The Towering Inferno was a campfire in his decision victory
Sebastian Fundora (17-0-1) came into this fight with a solid buzz and, with the co-main slot, an opportunity to get his name out there. Sergio Garcia (33-0) didn't get that memo and came in there tonight to steal all of the thunder.
The fight wasn't exciting, though, and every round seemed to look the same. It was Fundora throwing wide shots on the outside while also scoring with big uppercuts. Garcia was bringing the pressure and threw a ton of overhand rights as Fundora's hands were low enough for them to connect.

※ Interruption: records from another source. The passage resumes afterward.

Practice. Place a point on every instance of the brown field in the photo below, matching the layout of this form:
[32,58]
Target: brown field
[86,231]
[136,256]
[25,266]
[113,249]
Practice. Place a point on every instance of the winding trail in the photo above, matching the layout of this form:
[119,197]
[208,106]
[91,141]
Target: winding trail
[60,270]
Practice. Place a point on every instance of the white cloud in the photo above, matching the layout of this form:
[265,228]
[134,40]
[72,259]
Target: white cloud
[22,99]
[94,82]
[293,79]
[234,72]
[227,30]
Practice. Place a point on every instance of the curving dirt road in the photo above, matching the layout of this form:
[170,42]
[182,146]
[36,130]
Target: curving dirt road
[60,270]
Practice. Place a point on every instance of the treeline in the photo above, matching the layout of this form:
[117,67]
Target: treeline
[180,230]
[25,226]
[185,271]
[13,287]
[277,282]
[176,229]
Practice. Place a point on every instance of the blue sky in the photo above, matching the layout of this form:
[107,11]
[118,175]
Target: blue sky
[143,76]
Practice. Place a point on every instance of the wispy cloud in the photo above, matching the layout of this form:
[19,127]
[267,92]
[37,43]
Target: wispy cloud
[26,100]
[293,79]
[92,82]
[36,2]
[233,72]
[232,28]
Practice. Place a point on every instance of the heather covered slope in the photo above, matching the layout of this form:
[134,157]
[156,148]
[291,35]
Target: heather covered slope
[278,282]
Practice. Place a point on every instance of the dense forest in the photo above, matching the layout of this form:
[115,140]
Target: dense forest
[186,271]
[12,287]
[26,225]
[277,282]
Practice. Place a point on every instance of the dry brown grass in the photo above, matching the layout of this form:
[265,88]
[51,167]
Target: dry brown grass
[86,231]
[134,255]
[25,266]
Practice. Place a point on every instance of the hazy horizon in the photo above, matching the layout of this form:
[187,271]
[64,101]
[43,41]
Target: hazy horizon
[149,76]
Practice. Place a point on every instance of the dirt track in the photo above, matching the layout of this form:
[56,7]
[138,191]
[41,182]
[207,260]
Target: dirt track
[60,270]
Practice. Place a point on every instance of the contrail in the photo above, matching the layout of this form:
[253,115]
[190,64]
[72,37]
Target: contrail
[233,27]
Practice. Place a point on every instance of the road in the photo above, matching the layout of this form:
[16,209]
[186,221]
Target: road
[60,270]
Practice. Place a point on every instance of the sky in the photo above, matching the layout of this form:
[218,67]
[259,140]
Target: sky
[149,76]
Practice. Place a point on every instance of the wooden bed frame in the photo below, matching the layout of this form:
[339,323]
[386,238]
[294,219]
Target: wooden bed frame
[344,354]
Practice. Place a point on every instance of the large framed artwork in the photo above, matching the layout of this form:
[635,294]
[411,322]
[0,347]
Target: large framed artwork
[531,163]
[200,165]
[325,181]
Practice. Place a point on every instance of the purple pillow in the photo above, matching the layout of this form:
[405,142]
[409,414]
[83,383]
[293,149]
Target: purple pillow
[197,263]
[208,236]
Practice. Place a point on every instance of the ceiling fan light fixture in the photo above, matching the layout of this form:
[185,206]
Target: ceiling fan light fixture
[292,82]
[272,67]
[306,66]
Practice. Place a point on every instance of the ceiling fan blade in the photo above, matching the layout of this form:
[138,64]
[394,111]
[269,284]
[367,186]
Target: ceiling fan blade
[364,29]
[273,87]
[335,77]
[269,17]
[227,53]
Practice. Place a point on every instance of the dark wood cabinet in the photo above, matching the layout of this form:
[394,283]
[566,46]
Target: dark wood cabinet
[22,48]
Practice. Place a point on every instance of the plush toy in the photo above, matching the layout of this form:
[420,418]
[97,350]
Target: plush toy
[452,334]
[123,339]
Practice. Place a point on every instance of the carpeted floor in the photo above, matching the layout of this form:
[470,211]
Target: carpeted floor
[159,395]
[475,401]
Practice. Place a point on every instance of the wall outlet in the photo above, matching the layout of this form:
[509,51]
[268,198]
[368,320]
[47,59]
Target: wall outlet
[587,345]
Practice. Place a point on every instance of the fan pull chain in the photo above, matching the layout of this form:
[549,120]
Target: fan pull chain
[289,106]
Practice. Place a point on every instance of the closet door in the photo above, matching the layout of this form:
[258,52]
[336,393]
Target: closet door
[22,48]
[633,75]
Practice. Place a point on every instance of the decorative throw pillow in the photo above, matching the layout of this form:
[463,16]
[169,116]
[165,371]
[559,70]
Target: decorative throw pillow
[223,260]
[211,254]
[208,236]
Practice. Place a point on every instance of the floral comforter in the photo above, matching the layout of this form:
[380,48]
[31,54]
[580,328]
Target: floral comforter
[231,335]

Garcia's power wasn't strong enough to stun Fundora, but it damaged his nose. Garcia looked a little uncomfortable fighting an aggressive style and seemed to get frustrated at times. Although the fight sucked the air out of the room, a small pop was produced when Garcia landed a clean left hook in the twelfth.
This one went to the judges with the scores reading 115-113,117-110 and 118-110, all for the winner Sebastian Fundora. They should continue to build Sebastian and not rush a title fight for now.
Carlos Adames shines in Middleweight debut.
All week, this was the fight that most fans were buzzing over. Sergiy Derevyanchenko (13-3) started slowly while his opponent, Carlos Adames (20-1), came out aggressive and in the southpaw stance. Derevyanchenko, age 36, had a hard time adjusting at first, but in the second round, he could get inside and create some offense by landing some big left hooks to the body. Adames, age 27, caught Sergiy coming in with the left uppercut and would step aside and land a clean right check hook.
In the fourth, Adames was sizzling and landed two straight right hands down the middle, which stunned Derevyanchenko, but Sergiy kept coming. It seemed like in rounds six through eight, Adames appeared to fade a bit, and Sergiy started to land some big shots, but it just wasn't enough. They were going back and forth in the ninth round, which brought the crowd to their feet. In the end, Carlos Adames won by majority decision with the scorecards reading 95-95, 97-93, and 96-94.
Ramirez dominates in a one-sided firefight!
The PPV card started with this Super Featherweight attraction between Eduardo Ramirez (25-2-3) and Miguel Marriaga (30-4). Marriaga began as the aggressor, but Ramirez was slowly processing the data. Ramirez caught Marriaga with a left hook to the head in the third round, which followed with a slip by Marriaga but was called a knockdown.
These two men continued to go toe to toe until the fifth round, when Ramirez started to pour it on. Although Marriaga stood tough and had moments, Ramirez's effective aggression took over the fight. After ten complete rounds, all three judges saw this 99-90 for Eduardo Ramirez, who picks up the unanimous decision victory.
My Three Cents
There is no question Gervonta Davis' star power in and out of the ring. Whether purists want to debate who he should be fighting, it won't matter if he keeps drawing these big crowds.
The stars were in the building, and although he didn't get the knockout, everyone seemed pleased with the result. Gervonta Davis won a tough fight, and hopefully, the hand injury doesn't keep him on the sidelines for too long.